The region of LGSP is located within the São Francisco River basin, one of the major rivers in Brazil (CBHSF 2023). The climate is categorised as Hot Central Tropical and Semi-arid, with high average annual temperatures exceeding 18°C and a yearly dry period of at least six months (IDE-Sisema 2023). Furthermore, this area is part of the Cerrado biome, where the predominant phytophysiognomies include Cerrado Strictu Sensu, Deciduous Seasonal Forest (Dry Forest) associated with rocky outcrops, and Semideciduous Seasonal Forest along watercourses (Hoffman 2012). The region features elevations ranging from 600 to 1,000 metres above sea level. Its rugged terrain is noteworthy for its striking limestone outcrops and unique karst formations, adding to its distinctive natural character. The limestone rocks found in the park are part of the São Francisco Carbonate Supergroup, specifically the Bambuí Group, which includes the Lagoa da Jacaré and Serra da Saudade formations (Auler & Farrant 1996 CPRM/RIGEO 2014, IEF 2014, IDE-Sisema 2023).

On the other hand, the ISP region lies within the Paraíba do Sul River basin, and the Rio Grande River basin defines its western border (IDE-Sisema 2023). The climate is mild and humid mesothermal, characteristic of Central Brazil Tropical, with average annual temperatures between 10 and 15°C and up to two dry months per year (IDE-Sisema 2023). The local mountainous terrain significantly affects the park’s climate (IEF 2007). The park is part of the Atlantic Forest biome. However, the area has a variety of plant and tree types, including Altitude Grasslands, Rocky Grassland, Montane Semideciduous Seasonal Forest, and patches of Montane Rainforest (cloud forest) (IDE-Sisema 2023, IEF 2007). The Grassland phytophysiognomies dominate the park, while the forested phytophysiognomy occurs in smaller proportions, often linked to valley and drainage areas (IEF 2007). The Ibitipoca Ridge stands at one of the highest elevations in the region, with average elevations ranging from 1,000 to 1,400 m. Additionally, the terrain is rugged and marked by steep escarpments (IEF 2007). The geomorphological formation in which the park is located is a quartzitic unit referred to as the Andrelândia Plateau (IDE-Sisema 2023, IEF 2007).

Sampling design

Three caves were sampled in each of the study areas (LGSP and ISP), and biotic data collection occurred during two consecutive seasons, dry and rainy, resulting in two field campaigns for each region. As data collection extended to the epigean environment, we considered intrinsic cave characteristics and the surrounding landscape characteristics for the cave selection process (Oliveira & Ferreira 2024). Consequently, caves with less than 300m of linear projection and those in excessively rugged terrain were not included.

A linear transect was marked out, running from inside each cave to the surrounding epigean area. This path covered 300 metres in each direction. We marked 20 sampling points along the path—10 inside the cave and 10 in the epigean area. Each sampling point was 30 metres apart. We drew a 10-metre line perpendicular to the transect at each collection point and gathered three samples from one-square-metre quadrants. This method ensured the samples were at least 5 metres apart (Figure 2).
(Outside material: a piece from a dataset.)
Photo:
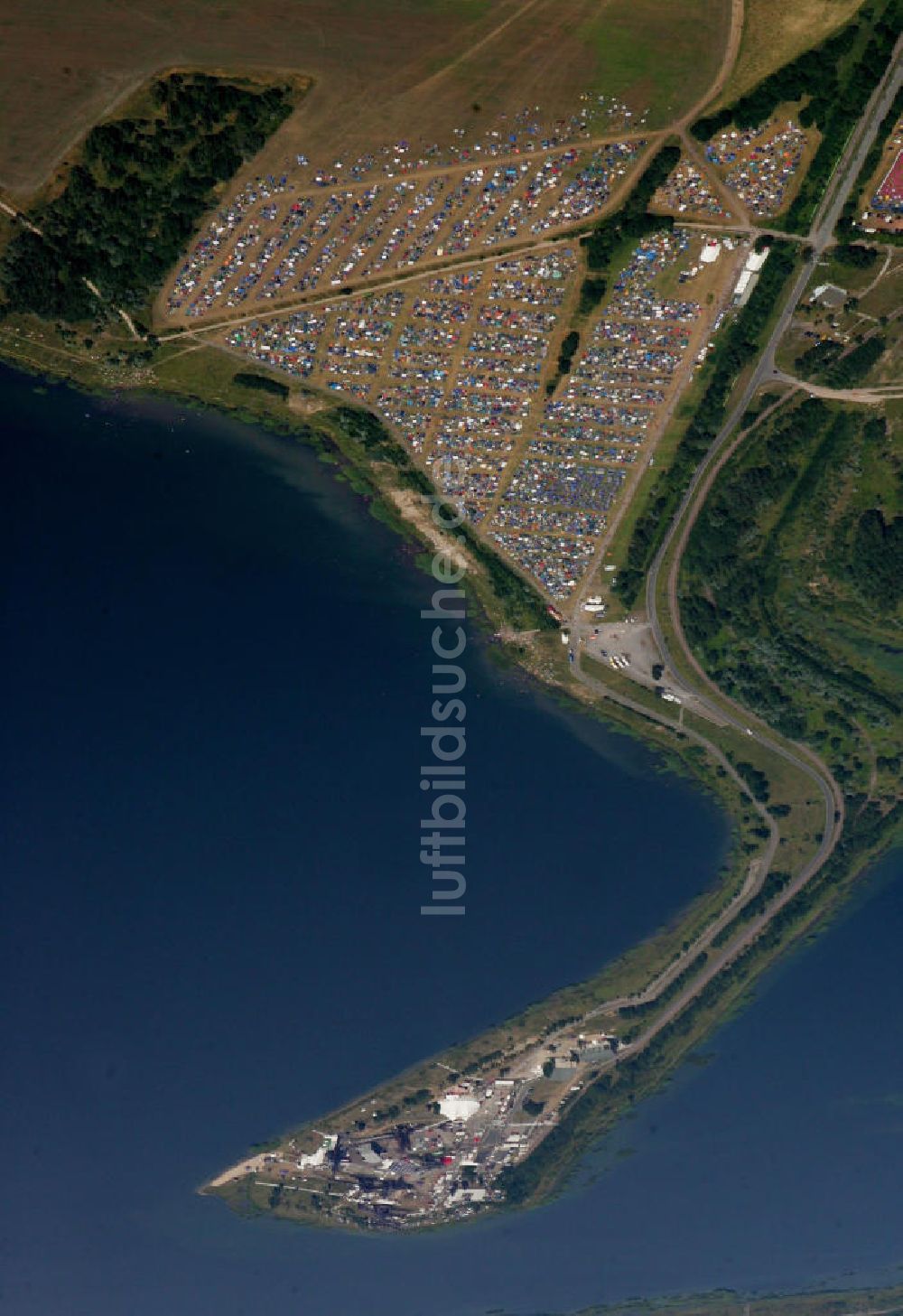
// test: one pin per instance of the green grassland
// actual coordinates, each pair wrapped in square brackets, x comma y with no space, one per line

Figure 2. Infographic representing sampling design used to analyse the relationship between terrestrial invertebrates’ fauna and environmental characteristics in caves and surrounding landscapes (epigean habitats).

Abiotic and biotic data sampling

We measured ground-level temperature and humidity at each sampling point using a digital thermo-hygrometer (AKSO AK-625, with an accuracy of ±0.8°C and ±4% relative humidity). A photograph was taken at chest height in each quadrant, at a right angle to the ground, to analyse substrate types and organic resources quantitatively. These photographs underwent analysis using Image-J software (Schneider et al. 2012, Souza-Silva et al. 2021), where the areas occupied by each type of substrate were measured and recorded. The specific substrate types and organic resources assessed in the quadrants are outlined in Table 2. Subsequently, substrate diversity was evaluated using the Shannon index (Peet 1974, Magurran 2013).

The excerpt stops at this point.